At a special called city council meeting May 31, Montgomery City Council voted against enacting a moratorium on permits for food trucks as defined under Chapter 64 of the city's code of ordinances. During the public comment period of the meeting, community members spoke against the moratorium, which would have prevented 16-year-old Jacob Irving from opening his food truck despite already paying the permit fee.
Irving, whose food truck Pop Pop’s Dandy Dog is set to open June 3, had the council chamber full of supporters wearing yellow shirts with his restaurant logo and speaking in support of him during public comment.

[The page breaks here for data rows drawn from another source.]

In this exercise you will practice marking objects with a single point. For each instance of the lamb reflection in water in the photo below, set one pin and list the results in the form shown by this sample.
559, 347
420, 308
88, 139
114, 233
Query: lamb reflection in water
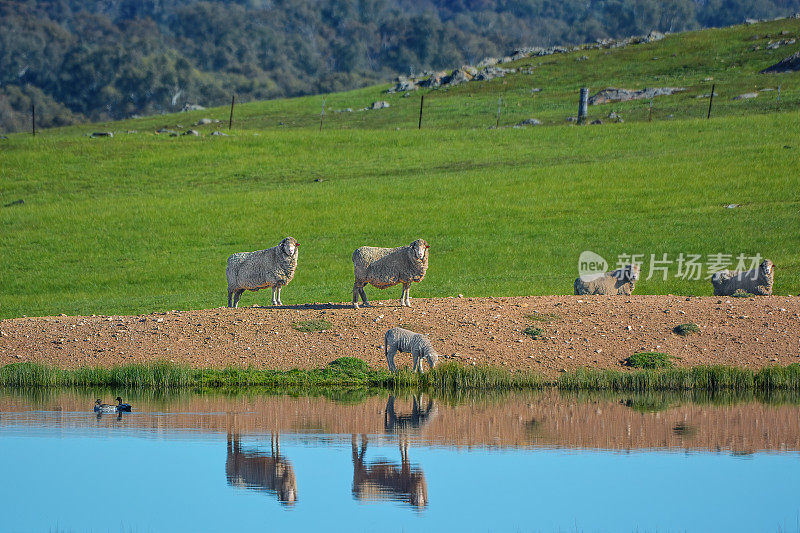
257, 470
384, 480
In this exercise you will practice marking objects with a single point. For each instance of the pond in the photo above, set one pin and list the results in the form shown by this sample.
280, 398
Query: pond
538, 461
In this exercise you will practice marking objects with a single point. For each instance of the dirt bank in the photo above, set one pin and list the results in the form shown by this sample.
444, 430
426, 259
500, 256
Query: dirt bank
594, 332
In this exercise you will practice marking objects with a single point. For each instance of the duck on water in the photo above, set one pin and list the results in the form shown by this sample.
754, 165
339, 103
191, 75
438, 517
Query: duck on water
100, 407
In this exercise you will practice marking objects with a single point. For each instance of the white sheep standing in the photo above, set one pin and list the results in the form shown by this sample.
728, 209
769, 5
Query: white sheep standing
386, 267
418, 345
757, 281
620, 281
273, 267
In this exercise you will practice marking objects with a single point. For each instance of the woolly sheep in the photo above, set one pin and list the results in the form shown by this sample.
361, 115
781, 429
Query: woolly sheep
620, 281
273, 267
757, 281
403, 340
386, 267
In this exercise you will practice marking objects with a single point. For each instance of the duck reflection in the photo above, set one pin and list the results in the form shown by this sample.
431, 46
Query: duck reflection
384, 480
260, 471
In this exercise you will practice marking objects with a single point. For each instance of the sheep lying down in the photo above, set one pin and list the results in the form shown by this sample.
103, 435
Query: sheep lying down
418, 345
757, 281
620, 281
251, 271
386, 267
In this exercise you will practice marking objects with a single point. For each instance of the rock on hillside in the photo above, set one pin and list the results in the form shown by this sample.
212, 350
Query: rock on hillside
487, 69
789, 64
613, 94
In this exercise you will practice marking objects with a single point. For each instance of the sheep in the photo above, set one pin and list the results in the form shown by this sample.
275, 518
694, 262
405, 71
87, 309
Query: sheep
403, 340
757, 281
273, 267
386, 267
620, 281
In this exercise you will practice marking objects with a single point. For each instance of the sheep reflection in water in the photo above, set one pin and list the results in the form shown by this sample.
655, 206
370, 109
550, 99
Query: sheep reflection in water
257, 470
384, 480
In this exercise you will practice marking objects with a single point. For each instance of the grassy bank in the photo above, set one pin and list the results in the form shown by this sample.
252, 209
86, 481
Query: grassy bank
138, 225
143, 222
353, 373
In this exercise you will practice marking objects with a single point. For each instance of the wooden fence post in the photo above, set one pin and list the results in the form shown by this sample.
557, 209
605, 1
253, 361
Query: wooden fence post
711, 100
583, 105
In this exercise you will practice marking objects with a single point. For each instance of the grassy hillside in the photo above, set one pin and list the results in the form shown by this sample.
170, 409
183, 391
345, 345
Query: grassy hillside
143, 222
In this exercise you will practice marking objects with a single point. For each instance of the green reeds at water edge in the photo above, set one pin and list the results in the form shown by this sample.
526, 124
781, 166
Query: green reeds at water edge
710, 378
448, 376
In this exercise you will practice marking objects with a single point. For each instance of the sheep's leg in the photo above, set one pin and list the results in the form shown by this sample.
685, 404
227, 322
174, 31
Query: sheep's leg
390, 353
418, 364
236, 296
405, 300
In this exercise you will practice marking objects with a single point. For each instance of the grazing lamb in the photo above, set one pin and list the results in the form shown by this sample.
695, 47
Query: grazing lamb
620, 281
273, 267
403, 340
757, 281
386, 267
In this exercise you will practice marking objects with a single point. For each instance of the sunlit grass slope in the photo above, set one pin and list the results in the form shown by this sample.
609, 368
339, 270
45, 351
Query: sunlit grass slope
140, 222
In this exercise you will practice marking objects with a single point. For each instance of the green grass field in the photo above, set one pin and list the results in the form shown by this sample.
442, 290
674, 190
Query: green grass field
143, 222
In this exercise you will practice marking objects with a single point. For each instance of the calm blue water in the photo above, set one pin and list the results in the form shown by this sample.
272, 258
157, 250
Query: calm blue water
67, 472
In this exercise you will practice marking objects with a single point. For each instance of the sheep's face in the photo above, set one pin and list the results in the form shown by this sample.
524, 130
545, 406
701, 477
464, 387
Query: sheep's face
767, 269
289, 246
627, 273
419, 249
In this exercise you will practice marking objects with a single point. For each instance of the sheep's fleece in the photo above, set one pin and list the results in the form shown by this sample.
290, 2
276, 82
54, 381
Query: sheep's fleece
386, 267
757, 281
620, 281
418, 345
273, 267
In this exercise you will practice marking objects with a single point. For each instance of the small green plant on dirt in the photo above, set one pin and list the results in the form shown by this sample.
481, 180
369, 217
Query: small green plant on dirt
686, 329
740, 293
312, 325
544, 317
649, 360
534, 333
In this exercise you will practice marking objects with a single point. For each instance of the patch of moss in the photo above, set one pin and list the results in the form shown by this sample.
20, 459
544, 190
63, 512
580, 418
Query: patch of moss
544, 317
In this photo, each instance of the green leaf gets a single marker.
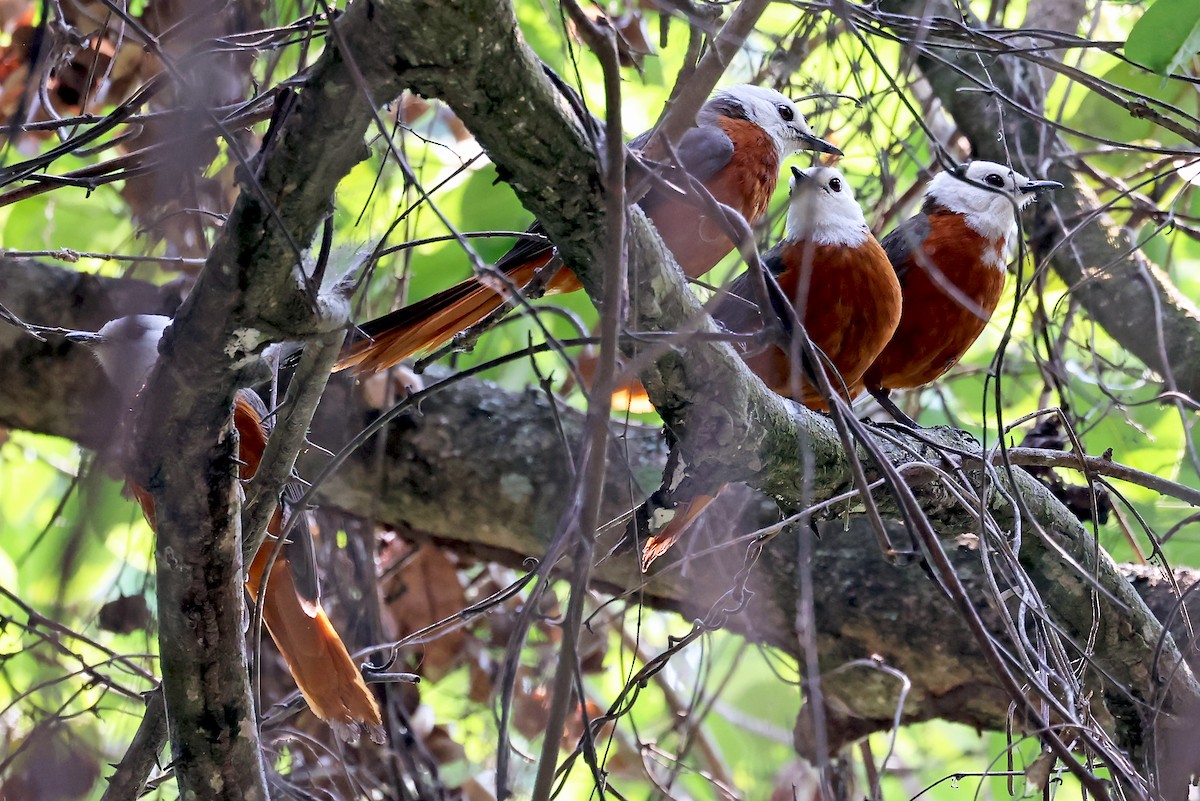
(1165, 36)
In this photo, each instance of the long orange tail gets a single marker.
(431, 323)
(322, 667)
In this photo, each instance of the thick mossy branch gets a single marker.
(1101, 262)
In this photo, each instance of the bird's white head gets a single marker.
(774, 114)
(126, 349)
(987, 193)
(822, 209)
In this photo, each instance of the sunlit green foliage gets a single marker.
(70, 542)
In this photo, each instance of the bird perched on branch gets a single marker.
(736, 149)
(951, 260)
(328, 678)
(838, 279)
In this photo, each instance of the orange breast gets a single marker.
(849, 300)
(937, 326)
(745, 184)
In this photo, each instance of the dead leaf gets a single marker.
(424, 591)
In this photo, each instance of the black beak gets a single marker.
(1033, 187)
(814, 143)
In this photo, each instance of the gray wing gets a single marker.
(703, 151)
(738, 311)
(904, 241)
(301, 548)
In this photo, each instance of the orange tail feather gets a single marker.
(431, 323)
(323, 669)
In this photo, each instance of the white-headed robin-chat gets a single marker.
(736, 150)
(949, 259)
(313, 651)
(845, 293)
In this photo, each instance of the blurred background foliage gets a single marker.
(77, 632)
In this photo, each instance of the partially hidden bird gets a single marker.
(845, 293)
(317, 657)
(951, 260)
(736, 150)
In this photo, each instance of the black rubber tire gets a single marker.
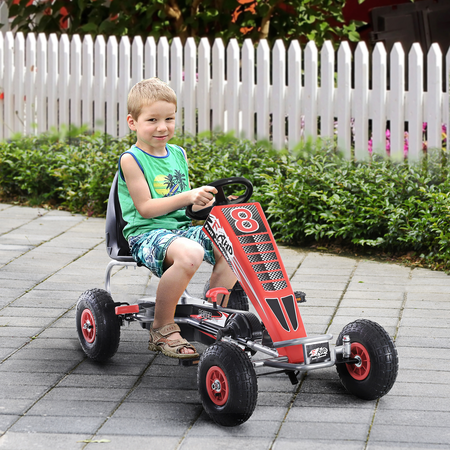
(238, 298)
(236, 401)
(377, 372)
(95, 309)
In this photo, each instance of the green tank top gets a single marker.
(165, 176)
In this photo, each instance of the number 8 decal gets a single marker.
(244, 221)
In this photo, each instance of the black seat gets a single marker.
(116, 245)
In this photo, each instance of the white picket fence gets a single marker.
(280, 94)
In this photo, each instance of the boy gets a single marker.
(153, 192)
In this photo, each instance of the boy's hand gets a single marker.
(203, 196)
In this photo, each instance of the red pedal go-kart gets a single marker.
(365, 356)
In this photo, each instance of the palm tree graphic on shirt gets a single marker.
(175, 183)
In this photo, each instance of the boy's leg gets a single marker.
(222, 276)
(183, 258)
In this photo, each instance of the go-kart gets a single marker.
(364, 354)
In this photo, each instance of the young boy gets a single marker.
(153, 192)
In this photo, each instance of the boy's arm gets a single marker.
(149, 207)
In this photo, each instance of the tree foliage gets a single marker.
(304, 20)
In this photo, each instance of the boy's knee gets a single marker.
(190, 258)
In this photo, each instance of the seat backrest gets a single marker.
(116, 245)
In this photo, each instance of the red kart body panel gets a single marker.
(243, 236)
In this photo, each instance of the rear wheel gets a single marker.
(238, 298)
(227, 384)
(376, 370)
(98, 326)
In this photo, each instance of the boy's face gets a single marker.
(154, 127)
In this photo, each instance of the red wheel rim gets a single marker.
(217, 386)
(88, 326)
(361, 370)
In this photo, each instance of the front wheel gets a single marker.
(227, 384)
(376, 370)
(98, 326)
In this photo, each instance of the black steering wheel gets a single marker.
(221, 199)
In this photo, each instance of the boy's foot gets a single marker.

Irving said during the meeting that the moratorium would prevent him from opening even though he already paid the permit fee and was less than a week away from having his permit approved.
“I was shocked when I learned that there's a moratorium proposing to be passed that will be placed on new permits, and that my own city would break down the spirit of a young entrepreneur; that the city elected officials might appear to be anti-business and anti-youth,” Irving said at the meeting.
Mayor Byron Sanford said a new ordinance in regard to food trucks is necessary because the current one has been in effect since 1996; however, Council Member T.J. Wilkerson and Council Member Casey Olson moved to vote against the moratorium, stating Irving has met the permit qualifications so there is no reason to prevent him from opening, and the two new council members—Olson and Cheryl Fox—are not yet versed on the ordinance.
“The fact is this moratorium and all this, it questions my integrity in the people that elected me to serve,” Olson said at the meeting.
Montgomery City Council previously voted against changing the city ordinance related to food trucks at its Nov. 9 meeting, which would have required mobile food trucks to move every 48 hours and be within 300 feet of a restroom. The ordinance failed in a 3-2 vote with then-council members Kevin Lacy, Wilkerson and Julie Davis voting against it, and Sanford and Council Member Carol Langley voting to approve the ordinance. At the May 31 meeting, Wilkerson moved to vote against the moratorium and Olson seconded the motion, with the moratorium ultimately failing.